Photo: Hiroyuki Hirai


This long rectangular site (9 meters by 19 meters), with its short side fronting on the road, has an elevated ground level of 2 meters. There is a large cherry tree which designated to be preserved at the south corner of the site. The work space for the dentist is located in the basement level and the living quarters are distributed on the first and the second floors. The rectangular floor plan (7.6 meters by 18 meters) is divided lengthwise into two parts-the southern half to be used as exterior space and the other half as interior space-and all the rooms are aligned in the longitudinal direction to share the view of cherry tree with every room. The client wanted reinforced concrete construction for his house, but since the poor ground condition would have required pile foundations, and in view of the resulting issues of cost and the limited construction period, this type of construction could not be used.
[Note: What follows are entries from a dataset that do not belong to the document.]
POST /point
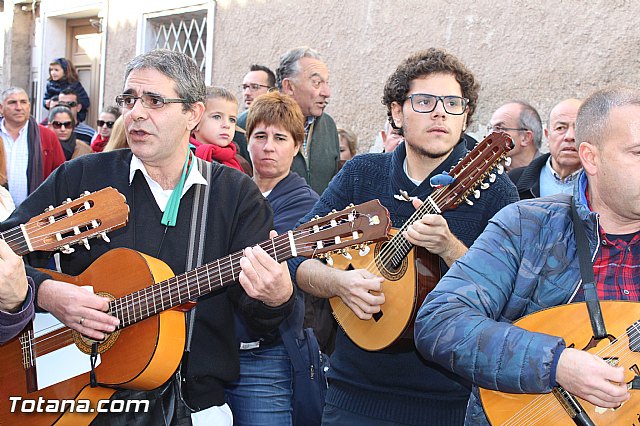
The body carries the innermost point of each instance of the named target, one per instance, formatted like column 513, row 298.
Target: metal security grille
column 184, row 32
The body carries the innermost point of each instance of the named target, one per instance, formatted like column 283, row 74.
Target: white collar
column 161, row 195
column 4, row 130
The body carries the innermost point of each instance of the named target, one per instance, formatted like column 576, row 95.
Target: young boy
column 213, row 136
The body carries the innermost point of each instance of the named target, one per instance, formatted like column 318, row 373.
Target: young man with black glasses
column 431, row 98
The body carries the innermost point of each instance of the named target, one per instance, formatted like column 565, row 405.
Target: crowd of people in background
column 275, row 157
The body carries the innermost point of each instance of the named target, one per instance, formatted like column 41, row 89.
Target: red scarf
column 222, row 154
column 99, row 143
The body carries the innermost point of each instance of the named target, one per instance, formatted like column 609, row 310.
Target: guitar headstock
column 473, row 169
column 353, row 227
column 75, row 221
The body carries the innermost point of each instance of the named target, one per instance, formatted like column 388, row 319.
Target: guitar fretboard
column 189, row 286
column 15, row 239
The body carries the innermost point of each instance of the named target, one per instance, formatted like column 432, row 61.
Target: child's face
column 55, row 71
column 218, row 124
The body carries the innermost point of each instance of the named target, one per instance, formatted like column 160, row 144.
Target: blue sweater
column 394, row 385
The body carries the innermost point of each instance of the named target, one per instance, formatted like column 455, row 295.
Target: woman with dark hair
column 62, row 123
column 106, row 120
column 62, row 74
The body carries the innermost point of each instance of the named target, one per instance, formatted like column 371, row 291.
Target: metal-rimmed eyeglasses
column 425, row 102
column 147, row 100
column 499, row 128
column 253, row 87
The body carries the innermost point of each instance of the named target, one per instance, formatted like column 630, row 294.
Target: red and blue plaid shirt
column 616, row 268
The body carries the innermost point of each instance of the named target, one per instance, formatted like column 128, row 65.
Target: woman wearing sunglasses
column 62, row 123
column 106, row 119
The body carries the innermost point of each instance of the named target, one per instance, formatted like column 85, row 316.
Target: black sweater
column 238, row 217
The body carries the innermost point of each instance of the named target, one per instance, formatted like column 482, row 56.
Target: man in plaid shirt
column 526, row 260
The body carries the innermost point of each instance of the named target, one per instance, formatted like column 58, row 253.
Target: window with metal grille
column 185, row 32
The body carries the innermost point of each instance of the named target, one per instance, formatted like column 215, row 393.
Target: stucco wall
column 540, row 51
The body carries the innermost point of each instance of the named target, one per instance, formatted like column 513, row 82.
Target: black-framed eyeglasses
column 147, row 100
column 425, row 102
column 253, row 87
column 60, row 124
column 498, row 128
column 71, row 104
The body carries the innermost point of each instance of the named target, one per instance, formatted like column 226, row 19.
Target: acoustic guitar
column 409, row 272
column 621, row 347
column 74, row 222
column 145, row 350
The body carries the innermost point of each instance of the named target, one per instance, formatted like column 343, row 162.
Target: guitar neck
column 14, row 237
column 193, row 284
column 399, row 242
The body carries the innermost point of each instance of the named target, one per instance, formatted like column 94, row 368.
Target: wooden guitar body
column 572, row 323
column 404, row 287
column 142, row 356
column 147, row 346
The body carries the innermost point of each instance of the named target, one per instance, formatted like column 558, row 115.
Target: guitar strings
column 133, row 299
column 549, row 404
column 398, row 242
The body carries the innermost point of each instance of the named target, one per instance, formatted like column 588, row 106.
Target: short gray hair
column 530, row 120
column 592, row 122
column 289, row 66
column 10, row 91
column 178, row 67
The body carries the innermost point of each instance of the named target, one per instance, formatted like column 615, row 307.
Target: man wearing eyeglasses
column 165, row 186
column 522, row 122
column 430, row 98
column 69, row 98
column 258, row 81
column 32, row 151
column 555, row 172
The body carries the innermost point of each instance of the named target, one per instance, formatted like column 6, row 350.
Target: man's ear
column 588, row 157
column 397, row 115
column 287, row 87
column 194, row 115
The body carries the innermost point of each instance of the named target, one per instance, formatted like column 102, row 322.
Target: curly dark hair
column 422, row 64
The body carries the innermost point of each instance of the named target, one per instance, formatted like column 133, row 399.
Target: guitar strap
column 195, row 257
column 586, row 272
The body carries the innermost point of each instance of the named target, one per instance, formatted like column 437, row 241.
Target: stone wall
column 540, row 52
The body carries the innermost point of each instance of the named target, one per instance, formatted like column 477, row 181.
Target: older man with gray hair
column 32, row 151
column 167, row 188
column 522, row 122
column 303, row 74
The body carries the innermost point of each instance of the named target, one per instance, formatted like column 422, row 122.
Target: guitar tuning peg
column 67, row 249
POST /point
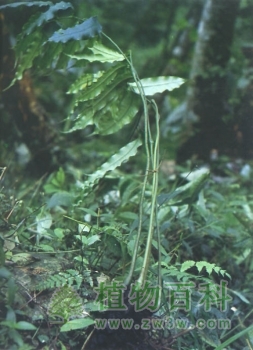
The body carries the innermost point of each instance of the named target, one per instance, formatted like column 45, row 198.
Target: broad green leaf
column 187, row 265
column 86, row 30
column 78, row 323
column 101, row 54
column 44, row 222
column 115, row 161
column 93, row 86
column 27, row 3
column 84, row 82
column 27, row 49
column 60, row 199
column 105, row 101
column 209, row 267
column 156, row 85
column 45, row 17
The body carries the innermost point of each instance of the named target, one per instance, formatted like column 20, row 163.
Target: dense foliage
column 116, row 211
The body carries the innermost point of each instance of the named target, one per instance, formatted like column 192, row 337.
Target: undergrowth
column 121, row 224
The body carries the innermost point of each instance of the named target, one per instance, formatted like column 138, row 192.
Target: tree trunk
column 206, row 95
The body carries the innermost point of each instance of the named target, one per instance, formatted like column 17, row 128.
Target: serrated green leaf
column 59, row 199
column 156, row 85
column 44, row 222
column 86, row 30
column 27, row 49
column 84, row 81
column 102, row 82
column 29, row 4
column 39, row 19
column 105, row 101
column 78, row 323
column 100, row 53
column 187, row 265
column 115, row 161
column 119, row 113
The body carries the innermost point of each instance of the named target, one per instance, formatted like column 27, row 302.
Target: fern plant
column 106, row 99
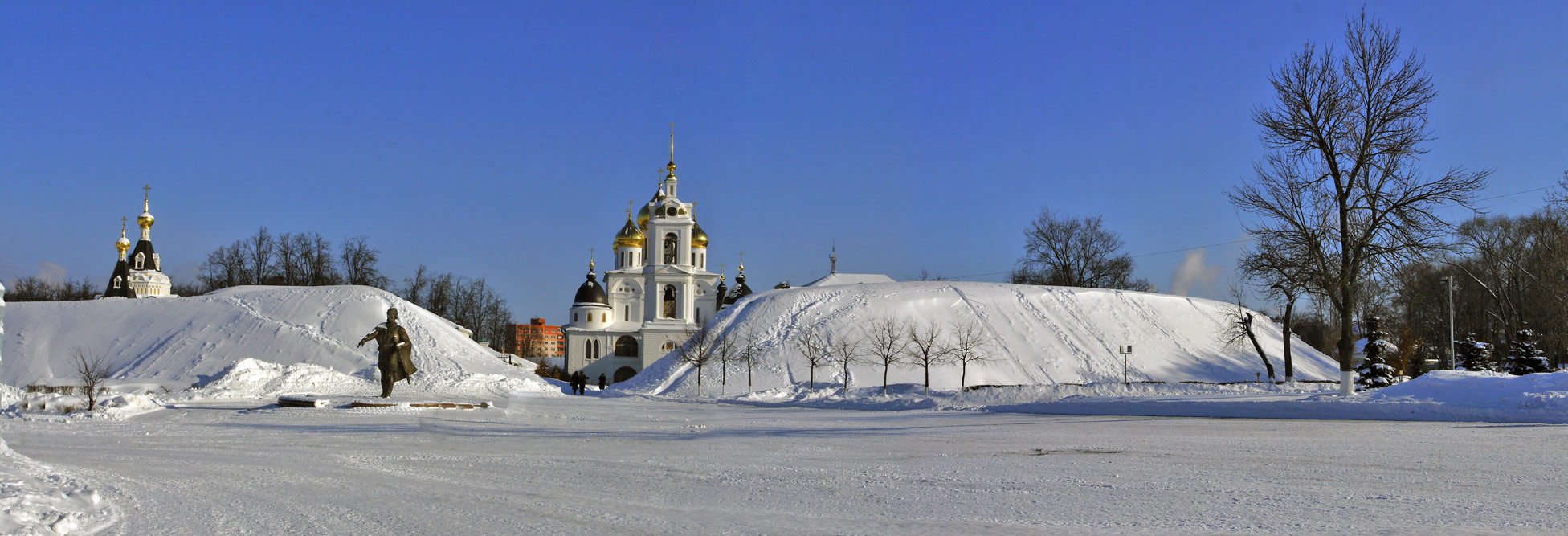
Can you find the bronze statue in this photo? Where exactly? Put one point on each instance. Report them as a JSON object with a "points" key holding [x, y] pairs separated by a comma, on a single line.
{"points": [[395, 353]]}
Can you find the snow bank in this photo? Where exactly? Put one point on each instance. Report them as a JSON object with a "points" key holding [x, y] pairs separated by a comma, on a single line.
{"points": [[1039, 336], [1435, 397], [1480, 391], [38, 501], [250, 338]]}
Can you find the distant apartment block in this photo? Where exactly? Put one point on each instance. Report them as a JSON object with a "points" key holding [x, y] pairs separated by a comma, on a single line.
{"points": [[535, 334]]}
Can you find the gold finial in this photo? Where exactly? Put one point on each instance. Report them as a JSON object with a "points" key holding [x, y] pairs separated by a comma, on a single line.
{"points": [[145, 220], [672, 166]]}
The building was made as light as possible using the minimum amount of reinforced concrete construction and with the floors construction in wood. The concrete portions of the structure include the two parallel walls which define the front and rear sides of the house (18 meters apart) and the circular core structure-with laminated wood joints spanning between these concrete elements. With the minimum use of solid walls, the sense of spatial openness is optimized by the use of glazed walls. A 3-story-high ivy-covered screen which defines the southern boundary ensures the required privacy and allows ventilation and filtered natural light. On the north facade the glazed openings are fitted with hollow polycarbonate panels filled with granulated styrofoam.